Christ at the Center

To live is Christ and to die is gain. (Philippians 1:21)

Even a casual reader of the New Testament recognizes that Christ was at the center of the apostle Paul’s life. The question that each of us should ask ourselves — and answer — is this: Is Christ at the center of my life too?

It is all too easy to push Christ out to the circumference of our lives. If someone called us to account on this, we might indignantly insist that we still have Him sitting on the throne of our lives . . . but in the quietness of our hearts we would have to admit that there are times when we move His throne out to the outer edges of our lives. There are a great many voices vying for our attention and we are all too easily distracted.

You may remember how the Tree of Life was located in the center of the Garden of Eden. God’s Word is giving us a vivid picture, teaching us that God, who is the very source of life itself, must always be at the center of our lives in every way.

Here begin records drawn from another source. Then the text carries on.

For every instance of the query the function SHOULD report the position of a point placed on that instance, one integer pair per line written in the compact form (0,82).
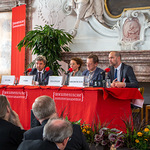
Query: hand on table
(117,84)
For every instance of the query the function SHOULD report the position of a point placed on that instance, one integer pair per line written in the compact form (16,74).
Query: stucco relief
(49,11)
(131,30)
(84,9)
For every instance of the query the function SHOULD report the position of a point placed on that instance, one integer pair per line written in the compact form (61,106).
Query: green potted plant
(48,42)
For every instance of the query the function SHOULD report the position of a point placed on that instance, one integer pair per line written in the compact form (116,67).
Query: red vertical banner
(18,33)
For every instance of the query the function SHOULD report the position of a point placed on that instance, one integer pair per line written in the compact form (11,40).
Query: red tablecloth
(89,104)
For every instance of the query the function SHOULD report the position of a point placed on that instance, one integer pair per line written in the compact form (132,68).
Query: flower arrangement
(108,137)
(139,139)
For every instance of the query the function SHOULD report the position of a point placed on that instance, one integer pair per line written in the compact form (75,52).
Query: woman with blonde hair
(75,64)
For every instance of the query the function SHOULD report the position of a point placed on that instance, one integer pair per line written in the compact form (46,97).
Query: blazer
(77,142)
(78,73)
(96,76)
(45,76)
(37,145)
(10,135)
(126,73)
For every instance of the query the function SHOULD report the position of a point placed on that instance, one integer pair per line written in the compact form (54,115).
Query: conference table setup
(93,105)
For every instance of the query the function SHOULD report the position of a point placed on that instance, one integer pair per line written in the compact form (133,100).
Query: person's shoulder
(126,66)
(34,130)
(84,72)
(50,71)
(30,144)
(99,69)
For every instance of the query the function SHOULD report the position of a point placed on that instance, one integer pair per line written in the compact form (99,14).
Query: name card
(55,81)
(25,80)
(9,80)
(76,81)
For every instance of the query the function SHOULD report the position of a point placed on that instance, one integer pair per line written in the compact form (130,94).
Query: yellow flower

We were made by Him and we were made for Him — for in Him we live and move and have our being (Acts 17:28).

God created us all for worship, so everyone — both Christians and non-Christians alike — will always be worshiping something. The question is, What is that something? If God is not at the center of our lives, something else will be. And that “something” is not necessarily a bad thing. Family is a good thing. Work is a good thing. Prosperity is a good thing. Health is a good thing. Recreation is a good thing. All these things are good things, but they can very easily become bad things when they become ultimate things – when we allow them to move to the center of our lives.

What is at the center of your life right now? What are you most passionate about? Into what are you investing your time, talent, and treasure? If you aren’t sure, ask those who are closest to you, because it is impossible to hide what we worship. Our deepest passions always rise to the surface of our lives. For those of you who, like Paul, have Jesus at the center, it will be obvious to those around you. They will hear you talk about Him. They will see you walk with Him. They will recognize that your greatest goal in life is to glorify God and expand the cause of His Kingdom, not your own.

Remember, it is “the fear of the Lord” (Psalm 19:9) — the constant, reverent awareness of the presence of a God who loved us enough to die on a cross for us — that keeps Him at the center of our lives. Of course, we will do this imperfectly. We are, after all, saved sinners; we have been saved by grace through faith, but we are still sinners nonetheless. We will fail, fall, and even forsake Jesus at times. The goal is perfection, but the best we can hope for is progress. May this progress, however slow and stumbling it may be, become the confession of our lives, as we seek to keep Him at the center of our lives.

This is the Gospel. This is grace for your race. NEVER FORGET THAT . . . AMEN!